We went through the rest of the day, and she slowly learned that skipping lunch would cost her a spoon, as well as standing on a train, or even typing at her computer too long. She was forced to make choices and think about things differently. Hypothetically, she had to choose not to run errands, so that she could eat dinner that night.

When we got to the end of her pretend day, she said she was hungry. I summarised that she had to eat dinner but she only had one spoon left. If she cooked, she wouldn’t have enough energy to clean the pots. If she went out for dinner, she might be too tired to drive home safely. Then I also explained, that I didn’t even bother to add into this game, that she was so nauseous, that cooking was probably out of the question anyway. So she decided to make soup, it was easy.
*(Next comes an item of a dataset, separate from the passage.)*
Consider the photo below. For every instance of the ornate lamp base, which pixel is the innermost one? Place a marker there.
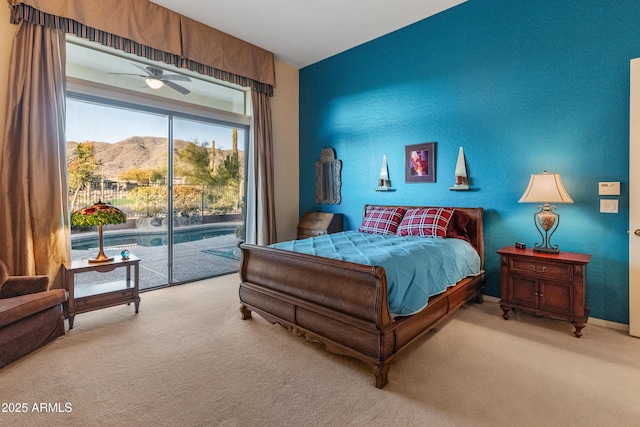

I then said it is only 7pm, you have the rest of the night but maybe end up with one spoon, so you can do something fun, or clean your apartment, or do chores, but you can’t do it all.

Read the full story here: www.butyoudontlooksick.com

Without sounding too over dramatic that is what every day is like for anyone with an auto-immune disease. So imagine yourself having to think about every thing you do throughout the day, trying to ration your energy, it’s not easy is it.
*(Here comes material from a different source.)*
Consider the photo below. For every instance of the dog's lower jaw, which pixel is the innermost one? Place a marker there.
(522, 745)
So that’s what I’m dealing with.

Yes there are medications you can take to combat the pain and aches of PsA and psoriasis but they are things like Humria injections that are used to reduce swelling caused by various types of arthritis and the effects of various skin issues including psoriasis by blocking the protein in the body’s immune system called the tumor necrosis factor which causes joint swelling, it is injected into the thigh or abdomen once a week or once every other week – sometimes more – and never in the same place as the one before. The problem is that Humria comes with it’s own cocktail of side effects including ankle swelling, very easy bruising of the skin and a bunch of others. It’s a painful treatment and while it does seem to work for most people the side effects almost don’t seem worth it, it comes with it’s own pains. That’s only the start of it though, I am part of a few support groups on Facebook and some of the side effects people experience on various drugs are terrifying, from mouth sores and kidney stones to new rashes and open sores – is it really worth it when there is no cure?
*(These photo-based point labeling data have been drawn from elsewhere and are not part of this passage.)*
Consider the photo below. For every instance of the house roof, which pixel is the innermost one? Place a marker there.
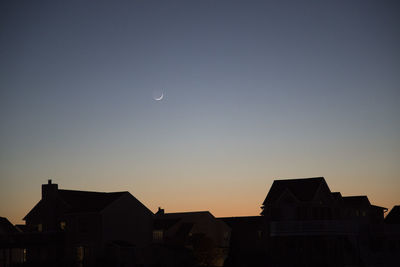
(243, 221)
(81, 201)
(86, 201)
(6, 227)
(394, 216)
(303, 189)
(185, 215)
(356, 201)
While I have researched many types of natural pain and flare up management and I know exactly what I should be doing, eating, drinking, etc, the actual getting started is a lot harder when you have almost zero spoons left in your arsenal at the end of the day, I am getting there, I am trying to figure out ways, but it’s a long road – a very long road – and I have to make sure I am ready (and the heat and humidity of this summer hasn’t helped much at all!).

If you know anyone with an auto-immune disease don’t be too quick to brush off their complaints or comments as over exaggerations, if you haven’t been there you won’t be able to understand and I don’t think there is anyone who would wish it on anyone else in a million years. Just take a little time to try and sympathise with the illness you can’t see. Not everyone who is ill looks like they are.